Podemos hablar de él y trabajar para él, pero vivir lejos de su corazón, que
está orientado a quien está herido. Esta es la tentación: una «espiritualidad
del espejismo». Podemos caminar a través de los desiertos de la humanidad sin
ver lo que realmente hay, sino lo que a nosotros nos gustaría ver; somos
capaces de construir visiones del mundo, pero no aceptamos lo que el Señor pone
delante de nuestros ojos. Una fe que no sabe radicarse en la vida de la gente
permanece árida y, en lugar oasis, crea otros desiertos.
Hay una segunda tentación, la de caer
en una «fe de mapa». Podemos caminar con el pueblo de Dios, pero tenemos
nuestra hoja de ruta, donde entra todo: sabemos dónde ir y cuánto tiempo se tarda;
todos deben respetar nuestro ritmo y cualquier inconveniente nos molesta.

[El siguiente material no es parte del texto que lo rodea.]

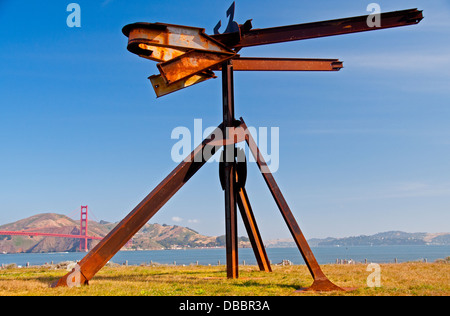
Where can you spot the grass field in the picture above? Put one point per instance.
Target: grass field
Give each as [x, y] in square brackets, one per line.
[405, 279]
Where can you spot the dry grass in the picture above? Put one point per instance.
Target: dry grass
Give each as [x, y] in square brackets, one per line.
[418, 279]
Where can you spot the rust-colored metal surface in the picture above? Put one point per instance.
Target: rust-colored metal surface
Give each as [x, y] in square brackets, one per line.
[321, 282]
[141, 214]
[187, 56]
[286, 64]
[304, 31]
[231, 235]
[189, 64]
[162, 88]
[252, 230]
[172, 36]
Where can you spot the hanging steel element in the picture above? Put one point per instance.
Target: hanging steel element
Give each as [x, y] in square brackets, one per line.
[187, 56]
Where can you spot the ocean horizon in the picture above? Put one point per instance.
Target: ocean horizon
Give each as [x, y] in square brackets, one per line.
[217, 256]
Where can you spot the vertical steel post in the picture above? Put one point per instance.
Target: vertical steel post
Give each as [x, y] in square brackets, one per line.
[321, 282]
[252, 230]
[229, 174]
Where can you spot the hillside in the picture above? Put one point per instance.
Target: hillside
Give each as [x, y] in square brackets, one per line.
[390, 238]
[150, 237]
[381, 239]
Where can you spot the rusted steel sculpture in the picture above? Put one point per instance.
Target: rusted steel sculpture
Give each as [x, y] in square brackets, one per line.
[187, 56]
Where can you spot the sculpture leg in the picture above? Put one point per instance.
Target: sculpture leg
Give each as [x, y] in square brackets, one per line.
[321, 282]
[141, 214]
[253, 231]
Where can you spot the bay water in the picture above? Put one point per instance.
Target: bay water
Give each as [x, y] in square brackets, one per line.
[324, 255]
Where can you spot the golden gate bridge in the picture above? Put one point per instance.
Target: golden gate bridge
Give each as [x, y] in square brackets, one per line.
[83, 236]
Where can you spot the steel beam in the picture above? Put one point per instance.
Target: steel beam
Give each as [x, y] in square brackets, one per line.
[189, 64]
[252, 230]
[231, 235]
[162, 88]
[172, 36]
[321, 282]
[141, 214]
[286, 64]
[304, 31]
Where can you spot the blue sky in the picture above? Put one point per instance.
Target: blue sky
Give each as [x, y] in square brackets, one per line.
[363, 150]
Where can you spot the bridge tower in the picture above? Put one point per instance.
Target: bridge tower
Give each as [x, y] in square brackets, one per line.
[83, 228]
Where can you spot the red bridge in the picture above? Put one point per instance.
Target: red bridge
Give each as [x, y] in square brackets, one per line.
[82, 236]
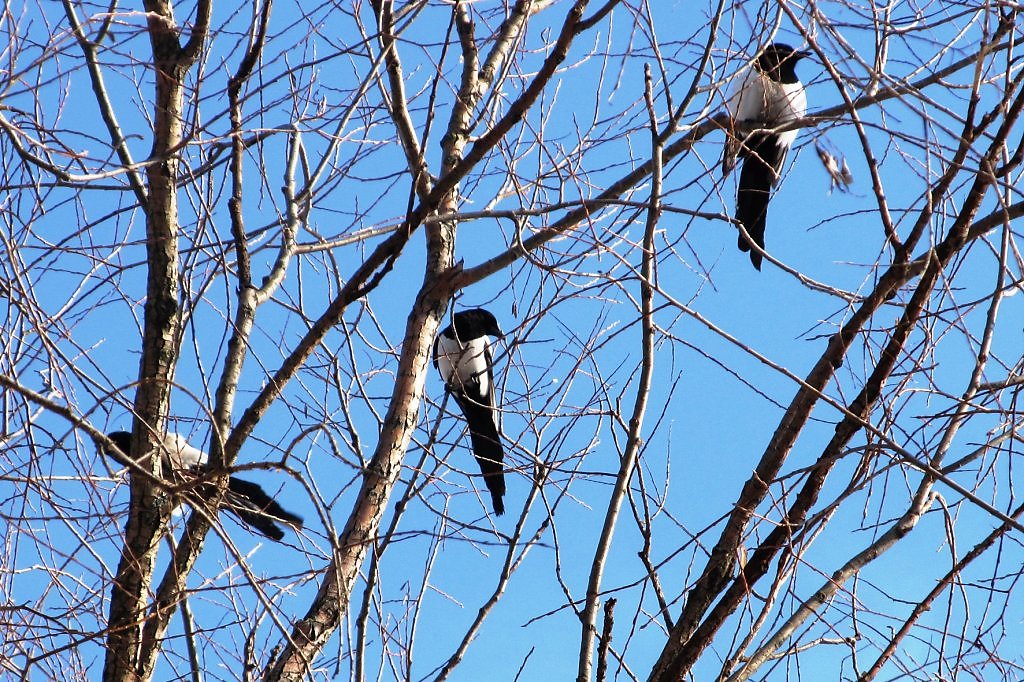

Corremos el riesgo de hacernos como aquellos «muchos» del Evangelio, que
pierden la paciencia y reprochan a Bartimeo. Poco antes habían reprendido a los
niños (cf. 10,13), ahora al mendigo ciego: quien molesta o no tiene categoría,
ha de ser excluido. Jesús, por el contrario, quiere incluir, especialmente a
quienes están relegados al margen y le gritan. Estos, como Bartimeo, tienen fe,
porque saberse necesitados de salvación es el mejor modo para encontrar a
Jesús.
Y, al final, Bartimeo se puso a
seguir a Jesús en el camino (cf. v. 52). No sólo recupera la vista, sino que se
une a la comunidad de los que caminan con Jesús. Queridos hermanos sinodales,
hemos caminado juntos. Les doy las gracias por el camino que hemos compartido
con la mirada puesta en el Señor y en los hermanos, en busca de las sendas que
el Evangelio indica a nuestro tiempo para anunciar el misterio de amor de la
familia. Sigamos por el camino que el Señor desea. Pidámosle a él una mirada
sana y salvada, que sabe difundir luz porque recuerda el esplendor que la ha
iluminado. Sin dejarnos ofuscar nunca por el pesimismo y por el pecado,
busquemos y veamos la gloria de Dios que resplandece en el hombre viviente.